Sulla strada per 600km, dal Capo di Leuca fino a Foggia. Per questo protesteranno domani i lavoratori della vigilanza di Lecce e provincia, coloro che effettuano il servizio di portavalori per la Banca d’Italia. Il sit in è previsto per le 9, davanti alla sede della Prefettura.

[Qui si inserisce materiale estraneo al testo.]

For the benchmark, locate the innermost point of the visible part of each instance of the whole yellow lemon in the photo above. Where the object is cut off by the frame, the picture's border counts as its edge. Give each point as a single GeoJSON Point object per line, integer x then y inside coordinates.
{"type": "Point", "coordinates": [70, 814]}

Al loro fianco ci saranno i sindacati di categoria delle sigle confederali, Cgil, Cisl e Uil, della Cisal e Ugl. “La sicurezza e l’incolumità dei lavoratori stessi sono alla base della manifestazione- dicono dalle organizzazioni- ma lo è anche il rischio che non siano mantenuti gli attuali livelli occupazionali. La Banca d’Italia ha deciso infatti, per una riorganizzazione territoriale e funzionale, di chiudere la sede di Lecce e di veicolare le operazioni di prelievo e versamento di consistenti quantità di valori presso la sede di Foggia. Questo significherà per gli istituti di vigilanza percorrenze di circa 600 chilometri complessivi, con tutti i pericoli che i lavoratori rischiano di correre”. Forte preoccupazione è anche manifestata dai sindacati di categoria per i posti di lavoro, messi in discussione a causa anche del considerevole aumento delle spese che le aziende della vigilanza dovranno affrontare. I sindacati chiedono, per questo, al Prefetto la convocazione di un tavolo, a cui partecipino tutti gli istituti di vigilanza e le associazioni rappresentanti dei datori di lavoro, al fine di affrontare la problematica del settore. Tra queste c’è anche la non trascurabile questione del rinnovo del contratto nazionale del settore che, come denunciato più volte dai sindacati, è fermo ormai da 40 mesi.